Un altro problema con queste farine é che si seccano in frette e le preparazioni diventano compatte. Il consiglio é di surgelare i paninetti che avanzano e poi scaldarli pochi minuti al forno: riacquistano morbidezza.

Ingredienti:
  • 500 gr di farina senza glutine (200 gr di farina di riso, 200 di fecola di mandioca (detta anche tapioca), 50 gr di amido di mais (detto anche maizena), 50 gr di latte in polvere (*), 1 cucchino di sale, 10 gr di xantano)

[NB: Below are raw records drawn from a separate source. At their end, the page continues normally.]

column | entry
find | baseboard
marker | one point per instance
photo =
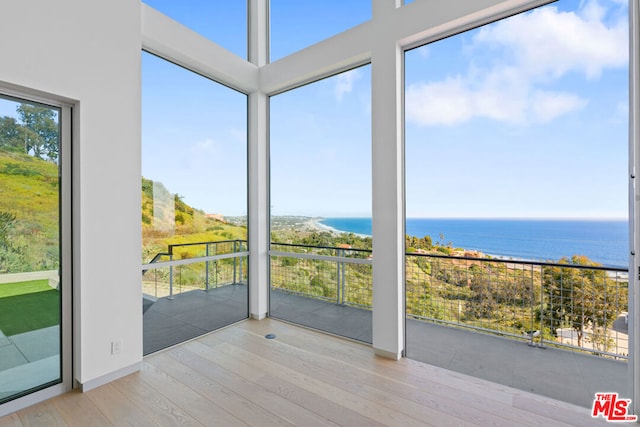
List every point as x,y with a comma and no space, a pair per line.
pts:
112,376
387,354
261,316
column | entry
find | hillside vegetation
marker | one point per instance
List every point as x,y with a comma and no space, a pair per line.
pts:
168,220
29,218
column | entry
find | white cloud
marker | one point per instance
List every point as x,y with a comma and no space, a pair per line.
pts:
547,43
344,83
529,52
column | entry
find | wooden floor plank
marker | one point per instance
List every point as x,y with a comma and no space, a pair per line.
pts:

  • 20 gr di glucosio (si puó sostituire con il miele)
  • 30 gr di zucchero
  • 50 cc di latte
  • 50 gr di lievito di birra (*)
  • 5 uova
  • 150 gr di burro pomada
  • 1 uovo e un po' di latte per spennellare
Ripieno (*):
salato: prosciutto e mozzarelle, sopressata, roquefort
dolce: nutella, dulce de leche

(*) gluten free

Sciogliere il lievito nel latte e lasciare spumare.

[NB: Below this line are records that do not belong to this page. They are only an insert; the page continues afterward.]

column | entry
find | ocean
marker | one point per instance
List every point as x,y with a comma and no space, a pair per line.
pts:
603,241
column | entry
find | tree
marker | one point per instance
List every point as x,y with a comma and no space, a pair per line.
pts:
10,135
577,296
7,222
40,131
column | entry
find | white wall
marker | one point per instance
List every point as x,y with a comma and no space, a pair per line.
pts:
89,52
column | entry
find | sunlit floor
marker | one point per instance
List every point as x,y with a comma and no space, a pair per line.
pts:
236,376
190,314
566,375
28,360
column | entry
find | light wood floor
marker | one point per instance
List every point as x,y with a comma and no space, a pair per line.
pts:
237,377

Battere le uova con il glucosio.
Mescolare bene le farine con lo zucchero e settaciarle formando una corona sul piano di lavoro.
Versare il lievito con il latte nel centro della corona e le uova sbattute.
Iniziare a integrare tutti gli ingredienti con una forchetta e poi con le mani, impastando.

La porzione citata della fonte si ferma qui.